What's the difference between oxygen and children? I don't have oxygen in my basement.
FOR REAL
When you're the only one bullying the weird kid and you're absent on the day he shoots up the school. ̄\_(ツ)_/ ̄
What did they do with Michael Jackson when he died?
They melted him down and turned him into Lego, so kids could play with him for once.
I met another kid with Down syndrome the other day and attempted to talk to him. But my mom showed up and was asking me why I am talking to the mirror.
What's the difference between Michael Jackson and a carrier bag? One is plastic and dangerous for kids to play with, and the other is a carrier bag.
So, there was a kid named Bobby, and he was writing notes. He asked his mother, who was on a phone call, "what is one plus one?" She said, "I HATE YOU." Then he asked his brother what is 2 + 2, who was watching a Batman movie, said, "NU NU NU NU NU NU NU NU NU NU BATMAN!" Then he asked his dad what is 4 plus 4, who was playing football, said, "85 SMACK EM DOWN!" Then he asked his sister 8+8, (she was playing with barbies), and she said, "My buns are burning." Then he went to school and told her teacher the first note he wrote down. The teacher sent him to the principal’s office. The principal yelled, "WHO DO YOU THINK YOU ARE?!" Bobby said, "NU NU NU NU NU NU NU NU NU NU BATMAN!" The principal yelled, "HOW MANY SPANKINGS DO YOU WANT?!" Then he said, "85 SMACK EM DOWN!" Then he walked away from the principal’s office and said, "my buns are burning."
There was this kid who was going to take a girl to the dance.
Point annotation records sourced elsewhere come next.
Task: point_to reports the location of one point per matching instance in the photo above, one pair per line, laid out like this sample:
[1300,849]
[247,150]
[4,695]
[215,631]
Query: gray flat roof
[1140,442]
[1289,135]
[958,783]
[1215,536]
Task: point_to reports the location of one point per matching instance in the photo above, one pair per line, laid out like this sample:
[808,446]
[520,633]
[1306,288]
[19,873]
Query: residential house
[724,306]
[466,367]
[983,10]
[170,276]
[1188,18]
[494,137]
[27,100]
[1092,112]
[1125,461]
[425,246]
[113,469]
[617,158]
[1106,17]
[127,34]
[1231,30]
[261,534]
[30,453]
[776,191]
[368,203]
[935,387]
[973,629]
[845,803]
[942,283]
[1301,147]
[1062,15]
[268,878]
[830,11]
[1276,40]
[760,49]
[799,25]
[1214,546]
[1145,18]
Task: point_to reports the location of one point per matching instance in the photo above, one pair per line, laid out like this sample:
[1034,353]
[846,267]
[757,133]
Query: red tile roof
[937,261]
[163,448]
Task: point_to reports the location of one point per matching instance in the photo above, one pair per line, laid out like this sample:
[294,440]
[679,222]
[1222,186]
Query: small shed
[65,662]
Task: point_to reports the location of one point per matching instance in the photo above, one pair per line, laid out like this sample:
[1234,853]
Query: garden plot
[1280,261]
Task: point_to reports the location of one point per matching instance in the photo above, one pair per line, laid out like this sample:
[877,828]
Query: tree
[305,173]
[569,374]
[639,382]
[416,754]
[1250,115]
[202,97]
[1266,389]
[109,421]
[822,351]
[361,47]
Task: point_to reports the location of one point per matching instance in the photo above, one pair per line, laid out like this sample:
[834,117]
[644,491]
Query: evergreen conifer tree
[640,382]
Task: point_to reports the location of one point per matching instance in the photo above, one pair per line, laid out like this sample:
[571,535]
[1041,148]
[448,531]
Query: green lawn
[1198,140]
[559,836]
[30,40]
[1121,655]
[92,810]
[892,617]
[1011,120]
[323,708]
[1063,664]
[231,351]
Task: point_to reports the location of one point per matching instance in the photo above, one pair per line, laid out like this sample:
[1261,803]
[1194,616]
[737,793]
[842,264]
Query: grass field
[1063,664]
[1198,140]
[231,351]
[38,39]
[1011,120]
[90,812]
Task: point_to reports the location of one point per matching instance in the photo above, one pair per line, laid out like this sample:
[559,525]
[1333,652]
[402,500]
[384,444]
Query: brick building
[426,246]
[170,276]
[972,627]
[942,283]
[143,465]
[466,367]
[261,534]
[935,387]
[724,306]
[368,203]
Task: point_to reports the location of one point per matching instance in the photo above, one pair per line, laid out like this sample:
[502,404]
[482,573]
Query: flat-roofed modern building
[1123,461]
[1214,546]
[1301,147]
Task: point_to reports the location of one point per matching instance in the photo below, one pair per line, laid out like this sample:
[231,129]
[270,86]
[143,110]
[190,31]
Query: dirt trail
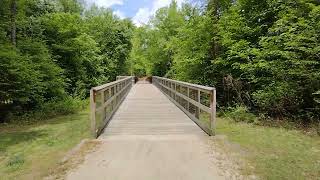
[150,138]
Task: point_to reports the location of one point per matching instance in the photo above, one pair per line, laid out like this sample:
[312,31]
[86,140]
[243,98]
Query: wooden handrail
[201,107]
[105,100]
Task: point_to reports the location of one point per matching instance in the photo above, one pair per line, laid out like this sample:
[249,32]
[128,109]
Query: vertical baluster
[93,113]
[103,111]
[188,95]
[213,110]
[199,100]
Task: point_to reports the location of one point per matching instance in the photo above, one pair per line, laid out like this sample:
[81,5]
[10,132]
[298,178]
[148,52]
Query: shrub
[240,113]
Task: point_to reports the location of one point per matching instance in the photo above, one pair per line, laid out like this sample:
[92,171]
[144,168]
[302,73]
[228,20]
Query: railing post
[188,95]
[213,105]
[93,113]
[199,100]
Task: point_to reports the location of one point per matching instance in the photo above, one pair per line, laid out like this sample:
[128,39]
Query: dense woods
[55,51]
[261,55]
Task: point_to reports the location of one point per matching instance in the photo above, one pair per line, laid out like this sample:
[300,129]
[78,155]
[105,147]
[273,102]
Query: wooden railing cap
[188,84]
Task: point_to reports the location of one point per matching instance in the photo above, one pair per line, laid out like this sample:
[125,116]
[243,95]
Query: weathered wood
[163,85]
[116,91]
[93,113]
[213,105]
[147,111]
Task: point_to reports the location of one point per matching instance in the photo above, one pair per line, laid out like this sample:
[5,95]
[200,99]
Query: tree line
[261,54]
[56,50]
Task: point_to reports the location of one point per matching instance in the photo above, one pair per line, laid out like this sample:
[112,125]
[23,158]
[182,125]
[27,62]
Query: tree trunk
[13,10]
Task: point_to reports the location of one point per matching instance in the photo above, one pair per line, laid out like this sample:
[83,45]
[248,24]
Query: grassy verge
[275,153]
[31,151]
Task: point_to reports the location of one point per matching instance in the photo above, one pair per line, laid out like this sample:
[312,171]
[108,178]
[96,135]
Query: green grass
[32,151]
[275,153]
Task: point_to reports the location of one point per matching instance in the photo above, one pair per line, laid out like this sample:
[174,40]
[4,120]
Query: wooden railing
[198,102]
[105,100]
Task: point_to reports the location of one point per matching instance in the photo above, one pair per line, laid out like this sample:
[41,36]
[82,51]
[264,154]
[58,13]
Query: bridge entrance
[164,106]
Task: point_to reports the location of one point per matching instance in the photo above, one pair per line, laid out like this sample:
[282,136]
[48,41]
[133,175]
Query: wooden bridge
[155,130]
[164,106]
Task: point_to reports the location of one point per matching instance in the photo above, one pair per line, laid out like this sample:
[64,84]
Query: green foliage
[61,51]
[240,114]
[261,54]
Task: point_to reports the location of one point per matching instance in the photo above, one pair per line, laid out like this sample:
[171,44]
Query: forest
[263,57]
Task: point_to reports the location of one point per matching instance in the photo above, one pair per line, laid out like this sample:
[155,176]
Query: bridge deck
[149,138]
[147,111]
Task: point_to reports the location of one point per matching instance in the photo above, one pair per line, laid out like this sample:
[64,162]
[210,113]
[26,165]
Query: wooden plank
[198,104]
[195,86]
[98,88]
[93,113]
[213,105]
[147,111]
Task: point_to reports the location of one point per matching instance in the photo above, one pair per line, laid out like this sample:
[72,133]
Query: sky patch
[139,11]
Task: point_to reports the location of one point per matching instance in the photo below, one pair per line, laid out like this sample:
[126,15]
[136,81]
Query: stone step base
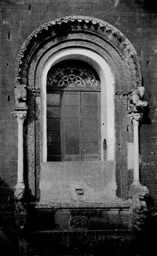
[102,242]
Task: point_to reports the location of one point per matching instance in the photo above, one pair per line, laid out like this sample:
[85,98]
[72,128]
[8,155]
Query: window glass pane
[53,112]
[53,124]
[53,99]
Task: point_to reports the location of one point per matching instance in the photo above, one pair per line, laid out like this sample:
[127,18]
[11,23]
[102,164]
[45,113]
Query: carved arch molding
[75,31]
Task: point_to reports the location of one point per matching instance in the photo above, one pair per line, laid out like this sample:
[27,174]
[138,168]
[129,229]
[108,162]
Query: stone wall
[136,19]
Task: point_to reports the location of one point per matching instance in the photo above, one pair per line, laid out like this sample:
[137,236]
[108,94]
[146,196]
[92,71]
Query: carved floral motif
[72,77]
[136,104]
[21,114]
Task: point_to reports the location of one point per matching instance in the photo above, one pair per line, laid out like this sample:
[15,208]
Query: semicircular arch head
[81,30]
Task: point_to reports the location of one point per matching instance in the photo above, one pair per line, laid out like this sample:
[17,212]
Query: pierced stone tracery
[72,77]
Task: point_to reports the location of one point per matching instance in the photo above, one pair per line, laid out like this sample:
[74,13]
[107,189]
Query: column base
[19,193]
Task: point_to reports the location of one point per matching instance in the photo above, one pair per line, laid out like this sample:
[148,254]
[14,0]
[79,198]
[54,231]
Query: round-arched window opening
[73,112]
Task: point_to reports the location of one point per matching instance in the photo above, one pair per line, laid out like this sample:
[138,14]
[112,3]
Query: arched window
[73,112]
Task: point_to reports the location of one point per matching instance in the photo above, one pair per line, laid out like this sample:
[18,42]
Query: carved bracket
[136,104]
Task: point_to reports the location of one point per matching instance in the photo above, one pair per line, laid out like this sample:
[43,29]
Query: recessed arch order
[102,46]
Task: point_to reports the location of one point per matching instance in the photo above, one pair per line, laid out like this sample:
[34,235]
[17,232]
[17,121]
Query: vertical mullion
[62,128]
[81,126]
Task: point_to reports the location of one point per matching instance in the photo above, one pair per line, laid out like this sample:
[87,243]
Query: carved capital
[20,114]
[136,104]
[135,116]
[19,193]
[34,91]
[20,93]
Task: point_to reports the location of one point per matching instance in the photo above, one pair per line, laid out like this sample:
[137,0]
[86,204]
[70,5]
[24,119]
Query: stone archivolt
[73,24]
[93,34]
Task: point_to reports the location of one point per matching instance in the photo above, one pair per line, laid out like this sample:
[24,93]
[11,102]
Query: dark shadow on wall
[9,242]
[148,5]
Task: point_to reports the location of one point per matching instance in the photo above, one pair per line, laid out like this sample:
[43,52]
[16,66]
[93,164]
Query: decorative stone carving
[87,32]
[34,91]
[74,23]
[20,114]
[71,77]
[136,104]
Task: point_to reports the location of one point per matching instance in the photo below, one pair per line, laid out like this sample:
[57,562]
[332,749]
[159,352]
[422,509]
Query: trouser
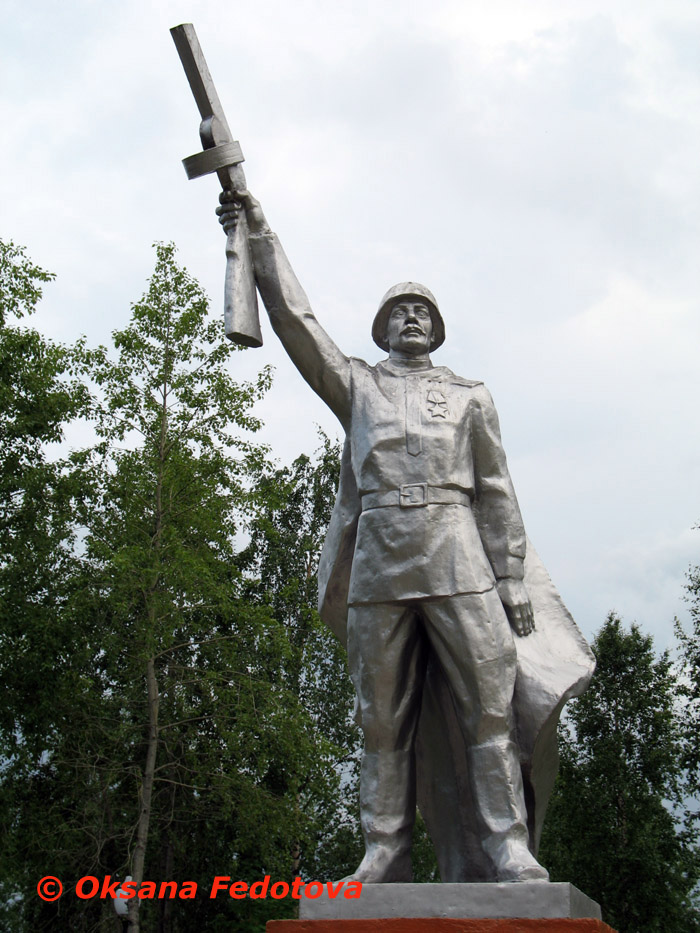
[388,648]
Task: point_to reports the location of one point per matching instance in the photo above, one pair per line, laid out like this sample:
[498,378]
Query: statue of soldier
[422,575]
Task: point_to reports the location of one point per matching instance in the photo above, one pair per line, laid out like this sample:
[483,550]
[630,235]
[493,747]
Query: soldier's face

He had fancy clothes, fancy shoes, etc. Finally, the day of the dance came. He happily drove over to the girl's house. When he got there, he said to her father, "thank you for this moment, have a great night".
At the dance, the girl asks the boy, "can I have some food?" He gladly replies "yes" and walks over to the food trucks, only to see a huge line. So he waits in line for like 30 minutes. He comes back to the girl, and she says, "thank you so much, I really needed something to eat". Then she asks for some sweets and a soda. Again the boy waits in line for about 30-45 minutes. Then he comes back, and she says, "thank you SOOOO much". Then she says she has one more request. The boy, (now clearly agitated) says, "what is it?" She says, can I have some punch? SO the boy walks over to the punch table, but to his surprise, there was no punch line.
The gay kid tried to shoot up the school, but his shots would not go straight.
Kid. What is an orphan's favorite breakfast?
Teacher. What?
Kid. Fruity pebbles with water.
Teacher. Why water?
Kid. Cause his dad never came back with the milk.
What do you do when you see a kid alone? You beat them up and say, "It was self-defense!"
People keep telling me they hope Kenny never has kids.
I don't think that's a worry. His mom is much too old to get pregnant.
What’s the difference between dark humor and morbid humor?
Dark humor is ten kids in one container; morbid humor is one kid in ten containers.
Where do Down syndrome kids go shopping downtown?
Why did the pirate kids ride the short bus to school?
Because they were retarrrrrrrrrded.
What’s the difference between kids and drugs?
I don’t hide drugs in my basement.
I came home from school one day and told my cat a kid at school said I was an idiot and told me to go kick rocks, so I did, except I kicked him, not the rocks, and I called him the idiot for not moving out of the way.